North Korea has been testing a medium-range intercontinental missile that could reach South Korea or Japan since the late 1980s, said Joel S. Wit, a visiting scholar at Johns Hopkins University’s U.S.-Korea Institute in Washington, D.C.
The country would have to be “pretty incompetent” to have not developed a warhead design for that missile type after so many years, he said.
Miniaturizing sufficiently for a long-range missile that could reach the U.S. is a different story.
“I don’t think there’s anyone who would say [North Korea] could [put one] on top of an ICBM — or at least no one I know,” Wit said. “It doesn’t exist in North Korea.”
Such a nuclear missile would require far more testing than North Korea has done. After several failed attempts, the country in late 2012 successfully launched its three-stage Unha-3 rocket, deploying a satellite in space that failed to work.
But as ballistic missile expert Michael Elleman noted in an analysis last year for the nonpartisan Arms Control Association, based in Washington, D.C., the technological requirements differ between a satellite rocket launch and a ballistic missile launch — particularly the need for a functional re-entry vehicle to keep the warhead from burning up while descending from space.
“Although space launch activities offer an opportunity to accumulate experience and generate data that could aid efforts to develop long-range ballistic missiles, the results have limited application to ballistic missiles,” Elleman wrote.
“Only a fraction of the overall missile development issues can be addressed when testing the system as a satellite launcher. Other requirements, most notably re-entry technologies and operational flexibility requirements, cannot be adequately addressed by satellite launches. A proven satellite launch vehicle would still need to be flight-tested as a ballistic missile a half-dozen or more times before it would be combat ready. For these reasons and others, the universal trend has been to convert ballistic missiles into space launchers, not the opposite, as evidenced by the Soviet, U.S., and Chinese experiences.”

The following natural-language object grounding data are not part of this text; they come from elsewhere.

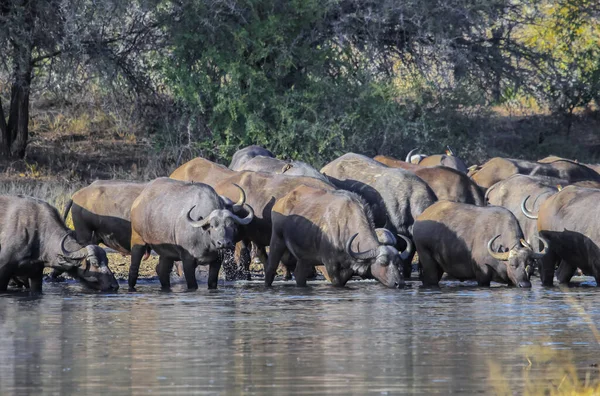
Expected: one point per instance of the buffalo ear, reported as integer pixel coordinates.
(67, 265)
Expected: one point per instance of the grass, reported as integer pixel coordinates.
(551, 372)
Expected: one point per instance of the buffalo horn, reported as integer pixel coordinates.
(410, 153)
(544, 250)
(409, 248)
(367, 255)
(525, 211)
(241, 201)
(524, 243)
(76, 255)
(197, 223)
(246, 220)
(496, 255)
(385, 236)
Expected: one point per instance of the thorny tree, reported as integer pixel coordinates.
(40, 38)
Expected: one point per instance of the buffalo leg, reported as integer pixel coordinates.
(35, 281)
(406, 265)
(163, 270)
(565, 272)
(189, 270)
(137, 252)
(339, 277)
(276, 252)
(303, 269)
(213, 274)
(7, 269)
(547, 267)
(5, 275)
(432, 272)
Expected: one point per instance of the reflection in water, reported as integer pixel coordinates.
(243, 338)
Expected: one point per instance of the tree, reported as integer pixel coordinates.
(40, 36)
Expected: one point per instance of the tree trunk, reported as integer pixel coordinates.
(5, 140)
(17, 128)
(20, 132)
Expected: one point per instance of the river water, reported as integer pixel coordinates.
(287, 340)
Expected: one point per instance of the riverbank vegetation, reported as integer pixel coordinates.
(106, 87)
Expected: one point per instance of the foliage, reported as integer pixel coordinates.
(309, 79)
(568, 32)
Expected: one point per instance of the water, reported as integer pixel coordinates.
(245, 339)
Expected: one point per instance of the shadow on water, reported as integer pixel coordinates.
(244, 338)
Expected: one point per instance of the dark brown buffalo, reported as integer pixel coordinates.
(186, 222)
(201, 170)
(396, 196)
(101, 213)
(554, 158)
(448, 160)
(274, 165)
(569, 220)
(319, 227)
(447, 183)
(262, 190)
(33, 236)
(473, 242)
(513, 194)
(498, 169)
(246, 154)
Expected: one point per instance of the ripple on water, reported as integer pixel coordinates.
(245, 338)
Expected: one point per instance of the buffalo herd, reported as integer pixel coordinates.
(501, 221)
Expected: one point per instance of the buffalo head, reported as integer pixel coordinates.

Dr. William Wieninger, an expert on weapons of mass destruction at the Asia-Pacific Center for Security Studies in Honolulu, said the presumption is that North Korea will eventually develop a bomb about the size of the one used by the U.S. on Hiroshima in World War II, which would be small enough to mount on a rocket.
“The rocket would almost certainly have a very low accuracy,” he said. “A Hiroshima-sized warhead on a very inaccurate rocket is essentially a weapon of terror. It has very little military significance because they really can’t expect to hit what they’re shooting at.”
Historically, nuclear-armed intercontinental missiles have been a means of defense relying on threat of use. During the Cold War, NATO was able to leverage its conventional military force in Europe against a much larger Soviet military because NATO’s nuclear weapons assured mutual destruction.
Analysts generally agree that even though North Korea behaves erratically at times, it’s a rational regime that understands risk.
“The main reason that North Korea would not seriously consider using a nuclear weapon against the U.S. or South Korea is because they understand the consequences,” said Greg Thielmann, a senior fellow at the Arms Control Association. “It would be the end of their regime. If there’s one thing that Kim Jong Un and his clique is interested in, it’s preserving their regime.”
An extensive 2012 analysis of North Korea’s nuclear missile threat by Markus Schiller with the Rand Corp. characterized the program as a “bluff.”
The program is a “paper tiger,” Schiller wrote, that “largely appears to be a political tool to gain strategic leverage, fortify the regime’s domestic power, and deter other countries … from military action.”